Tax Incentives Key to Welfare Reform, State Panel Says
SACRAMENTO — For welfare reform to work in California, state and federal government leaders must take aggressive steps to create jobs by enacting tax incentives to encourage small businesses to hire the poor, a state task force will recommend today.
At the same time, the group will propose that local governments streamline their distribution of benefits by setting up electronic transfer systems that would allow recipients to receive aid through an ATM-like card that they could use to buy food, pay the baby-sitter or meet the rent.
The recommendations appear in a 22-page report to be issued today by the Work Opportunity Response Commission, a 21-member group appointed by state Controller Kathleen Connell to study the economic consequences of the new federal law that restructures the nation’s decades-old welfare system.
Connell said in an interview that the group’s recommendations, which touch both federal and state tax laws, already have been forwarded to the White House and will be presented to state lawmakers, who will have to approve legislation to put them into effect.
“Make no mistake about it--welfare reform will not succeed if we think the job creation chapter will write itself,” Connell wrote in the opening chapter of the report.
Consisting of business executives, labor officials and government leaders--including seven county supervisors, two state senators and one assemblyman--the bipartisan task force studied the new welfare law with a particular focus on provisions requiring recipients to move from welfare to work.
The report reflects an eight-week effort and is the first significant proposal for implementing the new welfare law from state government.
The Wilson administration, by contrast, has taken a go-slow approach to the new welfare law, saying it wants to consider all aspects of the legislation and have federal guidelines in place before it recommends a comprehensive plan.
As viewed by the task force, the daunting challenge of the new welfare law will be the creation of enough jobs to move recipients from welfare to work without violating the deadlines prescribed by the law.
The law requires able-bodied adults on welfare to be engaged in some work activity within two years.
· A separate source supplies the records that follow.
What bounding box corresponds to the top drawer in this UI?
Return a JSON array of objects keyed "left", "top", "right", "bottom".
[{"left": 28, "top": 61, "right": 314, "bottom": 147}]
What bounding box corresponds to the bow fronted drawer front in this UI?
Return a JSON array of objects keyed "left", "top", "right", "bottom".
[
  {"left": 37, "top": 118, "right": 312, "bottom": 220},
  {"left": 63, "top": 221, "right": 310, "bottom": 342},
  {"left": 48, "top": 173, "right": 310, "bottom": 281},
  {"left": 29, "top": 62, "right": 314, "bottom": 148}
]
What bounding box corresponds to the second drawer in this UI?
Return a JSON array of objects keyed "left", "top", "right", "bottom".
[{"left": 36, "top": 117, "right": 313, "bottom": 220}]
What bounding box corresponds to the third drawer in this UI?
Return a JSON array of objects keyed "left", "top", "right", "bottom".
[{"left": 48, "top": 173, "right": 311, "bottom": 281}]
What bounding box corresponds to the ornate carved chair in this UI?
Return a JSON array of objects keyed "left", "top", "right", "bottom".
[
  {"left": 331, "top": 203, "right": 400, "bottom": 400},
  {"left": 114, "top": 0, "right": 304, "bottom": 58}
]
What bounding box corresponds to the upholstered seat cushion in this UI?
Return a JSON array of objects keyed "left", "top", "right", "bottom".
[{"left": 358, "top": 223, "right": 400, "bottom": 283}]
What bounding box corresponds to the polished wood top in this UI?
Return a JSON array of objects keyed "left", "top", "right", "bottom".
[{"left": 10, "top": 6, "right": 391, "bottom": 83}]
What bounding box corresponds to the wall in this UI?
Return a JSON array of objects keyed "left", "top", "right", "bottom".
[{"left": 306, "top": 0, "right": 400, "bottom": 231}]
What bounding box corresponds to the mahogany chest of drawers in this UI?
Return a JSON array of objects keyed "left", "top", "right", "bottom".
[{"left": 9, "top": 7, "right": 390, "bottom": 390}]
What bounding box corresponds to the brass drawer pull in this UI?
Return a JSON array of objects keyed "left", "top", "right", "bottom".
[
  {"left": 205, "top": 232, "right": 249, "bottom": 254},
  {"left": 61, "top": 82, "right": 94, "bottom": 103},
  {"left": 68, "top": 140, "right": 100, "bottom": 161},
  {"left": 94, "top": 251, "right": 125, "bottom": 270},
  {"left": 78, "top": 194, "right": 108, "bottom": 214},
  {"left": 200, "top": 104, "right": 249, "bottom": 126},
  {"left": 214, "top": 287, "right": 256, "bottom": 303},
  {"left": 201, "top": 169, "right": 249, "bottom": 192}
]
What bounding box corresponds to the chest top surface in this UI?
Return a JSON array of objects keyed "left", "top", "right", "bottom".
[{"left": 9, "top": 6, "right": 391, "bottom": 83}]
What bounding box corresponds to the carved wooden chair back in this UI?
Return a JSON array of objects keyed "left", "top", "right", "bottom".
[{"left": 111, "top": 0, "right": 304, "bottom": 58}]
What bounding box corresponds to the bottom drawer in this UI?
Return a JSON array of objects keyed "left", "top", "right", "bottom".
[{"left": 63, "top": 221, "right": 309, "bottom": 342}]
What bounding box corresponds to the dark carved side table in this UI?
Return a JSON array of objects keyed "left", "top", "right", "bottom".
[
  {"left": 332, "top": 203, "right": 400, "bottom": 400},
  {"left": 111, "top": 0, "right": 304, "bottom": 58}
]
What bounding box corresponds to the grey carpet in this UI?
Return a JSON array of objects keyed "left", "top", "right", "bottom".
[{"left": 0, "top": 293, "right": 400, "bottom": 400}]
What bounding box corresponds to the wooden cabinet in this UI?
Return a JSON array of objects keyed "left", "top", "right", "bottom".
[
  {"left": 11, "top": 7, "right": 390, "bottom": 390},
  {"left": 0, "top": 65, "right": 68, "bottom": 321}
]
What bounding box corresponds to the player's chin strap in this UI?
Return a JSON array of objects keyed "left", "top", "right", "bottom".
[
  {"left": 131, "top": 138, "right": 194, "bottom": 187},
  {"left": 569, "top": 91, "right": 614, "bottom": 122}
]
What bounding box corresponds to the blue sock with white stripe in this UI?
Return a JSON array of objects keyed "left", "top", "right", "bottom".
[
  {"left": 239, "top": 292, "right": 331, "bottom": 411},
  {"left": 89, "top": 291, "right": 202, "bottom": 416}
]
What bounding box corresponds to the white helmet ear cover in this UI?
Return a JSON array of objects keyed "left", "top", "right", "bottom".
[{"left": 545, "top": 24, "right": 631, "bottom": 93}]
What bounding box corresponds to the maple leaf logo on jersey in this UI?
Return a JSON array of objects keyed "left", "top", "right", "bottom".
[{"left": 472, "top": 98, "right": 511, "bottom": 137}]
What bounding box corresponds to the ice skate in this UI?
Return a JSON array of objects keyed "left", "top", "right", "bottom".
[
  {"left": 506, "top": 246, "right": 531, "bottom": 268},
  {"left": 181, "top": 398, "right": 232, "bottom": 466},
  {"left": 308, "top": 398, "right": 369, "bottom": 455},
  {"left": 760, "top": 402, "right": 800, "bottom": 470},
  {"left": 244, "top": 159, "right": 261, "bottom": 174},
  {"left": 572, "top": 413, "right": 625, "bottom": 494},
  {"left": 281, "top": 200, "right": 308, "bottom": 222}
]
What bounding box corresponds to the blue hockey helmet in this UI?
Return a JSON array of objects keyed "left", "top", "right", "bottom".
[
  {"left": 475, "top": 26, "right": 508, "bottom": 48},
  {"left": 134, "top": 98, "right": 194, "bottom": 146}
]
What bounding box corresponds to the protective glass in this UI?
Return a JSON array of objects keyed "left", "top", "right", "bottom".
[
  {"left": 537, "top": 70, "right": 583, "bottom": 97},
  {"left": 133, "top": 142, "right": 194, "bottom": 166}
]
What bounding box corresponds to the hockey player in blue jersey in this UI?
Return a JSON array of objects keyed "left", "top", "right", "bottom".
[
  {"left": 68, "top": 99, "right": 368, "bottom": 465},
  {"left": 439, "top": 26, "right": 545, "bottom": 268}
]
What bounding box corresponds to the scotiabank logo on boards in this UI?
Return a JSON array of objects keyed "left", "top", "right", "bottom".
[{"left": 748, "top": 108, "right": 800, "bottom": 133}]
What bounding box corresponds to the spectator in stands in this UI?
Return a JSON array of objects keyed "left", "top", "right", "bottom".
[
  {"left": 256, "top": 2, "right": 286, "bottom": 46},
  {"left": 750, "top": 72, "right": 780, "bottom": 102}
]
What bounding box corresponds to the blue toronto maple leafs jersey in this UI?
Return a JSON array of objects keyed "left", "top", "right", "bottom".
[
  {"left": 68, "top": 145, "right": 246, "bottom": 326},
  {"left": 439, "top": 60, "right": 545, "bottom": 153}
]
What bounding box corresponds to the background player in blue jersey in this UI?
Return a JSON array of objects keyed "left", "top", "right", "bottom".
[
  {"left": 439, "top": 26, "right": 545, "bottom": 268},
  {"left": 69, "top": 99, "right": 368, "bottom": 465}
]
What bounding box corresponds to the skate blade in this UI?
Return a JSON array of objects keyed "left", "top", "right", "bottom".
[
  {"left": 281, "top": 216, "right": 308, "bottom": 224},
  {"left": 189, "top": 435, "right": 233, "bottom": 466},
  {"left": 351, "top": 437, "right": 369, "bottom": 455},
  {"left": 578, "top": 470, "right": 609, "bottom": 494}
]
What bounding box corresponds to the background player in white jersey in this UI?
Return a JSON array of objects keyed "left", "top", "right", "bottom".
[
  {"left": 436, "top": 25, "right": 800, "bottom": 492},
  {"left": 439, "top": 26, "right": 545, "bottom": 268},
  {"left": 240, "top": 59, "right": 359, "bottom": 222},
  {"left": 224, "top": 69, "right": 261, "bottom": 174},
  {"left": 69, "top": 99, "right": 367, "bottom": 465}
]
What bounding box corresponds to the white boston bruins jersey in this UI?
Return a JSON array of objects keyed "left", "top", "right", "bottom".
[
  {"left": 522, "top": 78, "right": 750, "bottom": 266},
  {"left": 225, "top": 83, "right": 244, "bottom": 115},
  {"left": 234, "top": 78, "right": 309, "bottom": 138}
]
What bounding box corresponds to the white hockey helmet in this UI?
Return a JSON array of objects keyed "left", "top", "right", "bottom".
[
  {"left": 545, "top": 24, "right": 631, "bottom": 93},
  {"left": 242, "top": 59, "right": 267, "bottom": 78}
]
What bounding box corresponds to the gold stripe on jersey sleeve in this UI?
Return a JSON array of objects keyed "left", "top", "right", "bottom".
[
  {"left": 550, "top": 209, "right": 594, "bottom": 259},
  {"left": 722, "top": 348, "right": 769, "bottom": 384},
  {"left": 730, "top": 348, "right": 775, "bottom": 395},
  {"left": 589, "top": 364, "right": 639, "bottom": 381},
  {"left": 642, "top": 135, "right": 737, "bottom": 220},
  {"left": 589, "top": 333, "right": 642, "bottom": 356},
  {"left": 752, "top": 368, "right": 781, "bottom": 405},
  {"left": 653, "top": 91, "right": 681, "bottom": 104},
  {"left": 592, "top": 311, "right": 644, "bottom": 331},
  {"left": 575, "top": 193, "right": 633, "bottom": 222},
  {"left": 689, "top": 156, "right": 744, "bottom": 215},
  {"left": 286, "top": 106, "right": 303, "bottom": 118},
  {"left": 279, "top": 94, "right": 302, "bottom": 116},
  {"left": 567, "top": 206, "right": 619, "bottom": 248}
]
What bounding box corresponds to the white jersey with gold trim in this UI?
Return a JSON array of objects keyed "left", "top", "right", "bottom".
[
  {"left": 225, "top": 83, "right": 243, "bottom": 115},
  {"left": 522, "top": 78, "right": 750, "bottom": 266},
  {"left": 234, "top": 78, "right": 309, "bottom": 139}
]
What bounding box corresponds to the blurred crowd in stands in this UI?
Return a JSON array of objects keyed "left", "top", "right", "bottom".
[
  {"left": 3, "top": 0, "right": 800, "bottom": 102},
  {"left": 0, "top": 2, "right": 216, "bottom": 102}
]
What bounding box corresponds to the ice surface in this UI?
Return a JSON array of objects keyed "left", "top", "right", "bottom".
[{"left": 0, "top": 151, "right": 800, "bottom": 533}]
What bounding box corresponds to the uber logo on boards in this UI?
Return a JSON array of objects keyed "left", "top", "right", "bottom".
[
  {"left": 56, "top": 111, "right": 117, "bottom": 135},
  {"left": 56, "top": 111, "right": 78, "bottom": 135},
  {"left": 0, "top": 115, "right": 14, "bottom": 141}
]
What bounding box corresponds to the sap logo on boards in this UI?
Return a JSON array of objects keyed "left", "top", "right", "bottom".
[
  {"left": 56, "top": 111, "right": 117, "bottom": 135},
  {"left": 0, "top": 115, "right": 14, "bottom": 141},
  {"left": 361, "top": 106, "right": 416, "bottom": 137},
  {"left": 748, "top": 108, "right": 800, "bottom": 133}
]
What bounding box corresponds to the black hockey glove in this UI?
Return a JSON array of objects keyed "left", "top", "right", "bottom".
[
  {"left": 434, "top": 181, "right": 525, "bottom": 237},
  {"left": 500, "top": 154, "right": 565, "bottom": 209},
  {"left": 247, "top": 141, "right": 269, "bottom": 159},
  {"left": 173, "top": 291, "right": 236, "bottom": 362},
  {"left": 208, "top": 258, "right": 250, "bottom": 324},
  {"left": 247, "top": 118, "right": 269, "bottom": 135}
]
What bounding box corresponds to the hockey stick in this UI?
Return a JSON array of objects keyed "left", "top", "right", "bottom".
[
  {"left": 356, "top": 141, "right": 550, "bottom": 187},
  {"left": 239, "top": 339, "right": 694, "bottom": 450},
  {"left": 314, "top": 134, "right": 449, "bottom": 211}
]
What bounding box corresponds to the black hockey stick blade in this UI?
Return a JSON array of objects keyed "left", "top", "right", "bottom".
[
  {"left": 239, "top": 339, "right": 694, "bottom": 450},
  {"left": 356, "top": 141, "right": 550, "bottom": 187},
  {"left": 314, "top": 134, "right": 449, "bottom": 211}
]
It penalizes states that fail to move specific percentages of these adults into jobs by reducing the amount of their federal grants.
The percentage of welfare recipients who must work to maintain benefits escalates each year, beginning with a requirement that 25% of single adults be engaged in some form of work by next July. That number increases to 50% in 2002.
In California, where 97% of companies employ fewer than 200 people, the report said the state’s ability to move recipients into jobs will depend primarily on small businesses, particularly in rural areas where the welfare reforms may be hardest to implement.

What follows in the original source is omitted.